Bürgerkrieg wegen nichts?

Leipzig im Belagerungszustand. Tausende Polizisten paßten heute auf, daß sich etwa 40.000 Demonstranten nicht an die Gurgel gehen. Im Wesentlichen ist das gelungen. Abgesehen von ein paar Brandanschlägen, einem demolierten Bahnhof, Prügelorgien und Flaschenwürfen der Antifanten. Dank an die bewaffneten Organe!

Inhaltlich gibt es zwischen LEGIDA und den Gegendemonstranten kaum einen Unterschied. Der LEGIDA-Redner Jürgen Elsässer rief alle Ausländer auf, bei LEGIDA mitzumarschieren und lobte sie für ihre Leistungen. Ähnliches wird man auch hinter der dreifachen Polizeikette gedacht haben. Es sind feine Nuancen, die den Unterschied machen. LEGIDa will, daß die Ausländer mal angesehen werden, bevor sie reinkommen, die Antifa will das nicht. Oder nach Charlie doch? Die Elsässer-Rede war ziemlich links. Sind die Antifanten doch auch!

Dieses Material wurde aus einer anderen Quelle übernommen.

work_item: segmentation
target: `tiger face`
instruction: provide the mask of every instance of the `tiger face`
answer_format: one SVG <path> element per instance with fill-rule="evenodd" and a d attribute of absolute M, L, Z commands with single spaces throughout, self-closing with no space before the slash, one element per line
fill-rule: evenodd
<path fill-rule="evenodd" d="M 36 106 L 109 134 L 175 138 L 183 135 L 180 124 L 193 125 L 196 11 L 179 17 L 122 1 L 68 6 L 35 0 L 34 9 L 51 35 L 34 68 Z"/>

Leipzig ist nicht so „gemiedlich“ wie Dresden. Dresden ist eine Beamtenstadt mit einem Facharbeiteradel, vielen Ingenieuren und Freiberuflern. Die Technische Uni spuckt nicht so viele Gewalttäter aus. Das spiegelt sich in den Teilnehmern der Demos in Dresden. Alles ist ein bißchen Kindergeburtstag. Man kann vor und nach der Kundgebung ganz normal durch die Stadt zum Auto gehen und wünscht sich gegenseitig eine gute Nacht.

Leipzig hat das Copyright Foto Wolfgang Prabel
Leipzig hat das Copyright Foto Wolfgang Prabel

Leipzig dagegen hat geisteswissenschaftliche Fakultäten. Und die LEGIDA wird mehr von der Baustelle beschickt. In Dresden sind die Demonstranten etwas älter und wohlhabender als der Durchschnitt, in Leipzig sind sie jünger und deshalb wirtschaftlich eher im Aufbau. Alles ist viel krasser und zugespitzter in der Pleißestadt. Da stehen sich hinter den Polizeiketten das verbliebende Proletariat und Studenten bzw. Gymnasiasten gegenüber.  Da läuft Klassenkampf mit kulturellem Hintergrund. Oder Kulturkampf mit Klassenhintergrund. Studentenverbindungen waren schon vor hundert Jahren elitär und Arbeiter klebten auch damals schon stärker an der deutschen Sprache und Kultur.

Die Ausländer sind in diesem Kulturkampf inzwischen Nebensache und Vehikel. Sie sind sowohl bei der LEGIDA wie auch bei den Gegendemos spärlich vertreten. Die Islamkritiker schauen beim Spaziergang an den Häuserfronten hoch, wo Autonome und Studenten in den Fenstern hocken. Die LEGIDAS rufen: „Nazis raus!“ oder „Geht lieber mal arbeiten!“.  Die Antifa hat leistungsstarke Musikanlagen, spielt „Freude schöner Götterfunken“ und hält dagegen: „Nazis raus!“ Auf Plakaten der Antifa werden die Spaziergänger in der Regel als blöde abgetan.

Beide Gruppen sind gewöhnlich unter Gleichgesinnten und überschreiten nur gelegentlich die Grenze in die jeweils andere Kultur. Kulturell befinden wir uns im Bürgerkrieg, seitdem sich die Schaffenden nicht mehr alles bieten lassen und Teilhabe einfordern. Medial und politisch. Der gewerblich-technische Bereich ist in der L-Presse, im L-Funk und in den L-Parlamenten seit mittlerweile zwei Jahrzehnten abgemeldet.  Der Kulturbetrieb und der politische Überbau im Marxschen Sinne ist im Gegensatz medial und politisch stark übergewichtet.

Deutschland muß Demokratie wieder lernen. Daß die Anderen auch zu Deutschland gehören und sich mal melden dürfen. Das wird für die Eliten arg gewöhnungsbedürftig, weil sie bisher alles diskussionslos diktieren konnten bis zur Anrede „Frau Professorin“ an der Leipziger Uni. Die Unterdrückten müssen die politische Sprache erst wieder erlernen. Nein, sie dürfen keine politisch korrekten Floskeln nachbeten, sondern sie müssen knallharte Forderungen an das System stellen.

Auf den ersten Blick wird in Deutschland Bürgerkrieg wegen fast nichts geführt. Auf den zweiten Blick sieht jeder hinter den Polizeikordons sein Gegenbild und seinen Feind. Wir bräuchten eine Bundeskanzlerin, die in dieser Situation nicht Partei ergreift, sondern moderiert. Dasselbe gilt für ihren Justiz-Heiko.